There has been some delay as finance for the building shifted when it changed from being a Wiltshire Council project to one receiving government funds through the Priority Schools Building Programme run by the Department of Education’s Education Funding Agency.
The good news is that Wiltshire Council is adding £466,000 towards the total cost of the project so the school can be single-storey and provide space for pupils with additional needs.
Work on the new 440-pupil primary school is due to begin next spring. The school will be two form entry for 420 pupils with facilities for a further 20 pupils with additional needs.
Representatives from the governing bodies of both St Mary’s Infants and St Peter’s Junior Schools have formed a temporary governing body to oversee the project. The next step is expected to be an application for planning permission and new consultations with neighbouring households will be necessary a the design will almost certainly not be the same as the 2010 plans.
The new school was due to be built under the last Labour government’s Building Schools for the Future programme, which was scrapped by Michael Gove in July 2010. Then Marlborough was not made a priority in the coalition government’s new Priority School Building Programme and missed out on the first round of financing.
The planning permission for Marlborough’s new primary school that was approved in 2010 has now lapsed – and anyway the Department of Education has since changed the regulations about new school buildings.
The plans approved by Wiltshire Council on 1 July 2010 carried conditions – some of these were normal ones, but one in particular was quite unusual.
The conditions stated that no development could start “within the application site until: a) A written programme of archaeological investigation, which should include on-site work and off-site work such as the analysis, publishing and archiving of the results, has been submitted and approved by the Local Planning Authority; and b) The approved programme of archaeological work has been carried out in accordance with the approved details.”
This condition was made because when an earlier attempt to build the school on that site was begun in 1997 there had been an archaeological evaluation: “Eleven trenches were excavated five of which contained archaeological features relating to the early Neolithic or Early Bronze Age.”
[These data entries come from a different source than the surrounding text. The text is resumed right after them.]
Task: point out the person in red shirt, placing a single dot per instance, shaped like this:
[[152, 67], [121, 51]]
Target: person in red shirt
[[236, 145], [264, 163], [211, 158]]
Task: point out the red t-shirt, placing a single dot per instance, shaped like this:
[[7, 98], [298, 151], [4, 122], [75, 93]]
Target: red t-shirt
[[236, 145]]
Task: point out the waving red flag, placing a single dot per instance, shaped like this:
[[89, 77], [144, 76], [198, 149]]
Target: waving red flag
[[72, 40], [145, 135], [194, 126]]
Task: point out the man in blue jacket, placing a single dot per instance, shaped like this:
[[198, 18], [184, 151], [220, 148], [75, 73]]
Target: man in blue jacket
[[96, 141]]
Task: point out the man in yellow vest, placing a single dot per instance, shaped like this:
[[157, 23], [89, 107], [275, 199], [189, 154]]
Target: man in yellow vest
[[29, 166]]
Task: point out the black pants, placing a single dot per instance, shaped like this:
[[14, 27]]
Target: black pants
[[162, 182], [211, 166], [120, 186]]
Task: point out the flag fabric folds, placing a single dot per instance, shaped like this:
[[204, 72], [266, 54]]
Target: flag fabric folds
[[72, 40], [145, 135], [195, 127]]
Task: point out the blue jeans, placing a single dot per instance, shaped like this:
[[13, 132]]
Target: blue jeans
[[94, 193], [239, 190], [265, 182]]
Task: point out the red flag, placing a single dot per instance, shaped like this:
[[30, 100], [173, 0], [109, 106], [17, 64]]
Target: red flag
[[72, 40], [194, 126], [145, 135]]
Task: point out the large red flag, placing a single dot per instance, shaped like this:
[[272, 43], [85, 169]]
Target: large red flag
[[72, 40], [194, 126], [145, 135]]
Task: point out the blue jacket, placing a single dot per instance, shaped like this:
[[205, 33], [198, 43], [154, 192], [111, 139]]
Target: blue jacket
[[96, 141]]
The part of the site holding these finds was the area where landscaping work would have been undertaken to ‘establish a playing field with a suitable gradient’.
It is not yet clear how long any further archaeological investigation of the site would take, but it could involve little more observation by an archaeologist as mechanical diggers strip the topsoil.
Other parts of the 2012 planning application reveal some interesting points:
• a few bats were using the roof space of the existing school building
• several changes to the plans were made to lessen the impact of the new building on neighbouring houses in George Lane
• the pavement between George Lane and the school entrance was to be widened – in part by narrowing the lower section of Ducks Meadow.
The 2010 plans increased the parking spaces then existing at St Mary’s from 14 to 47 for the combined school and included 40 covered bicycle spaces.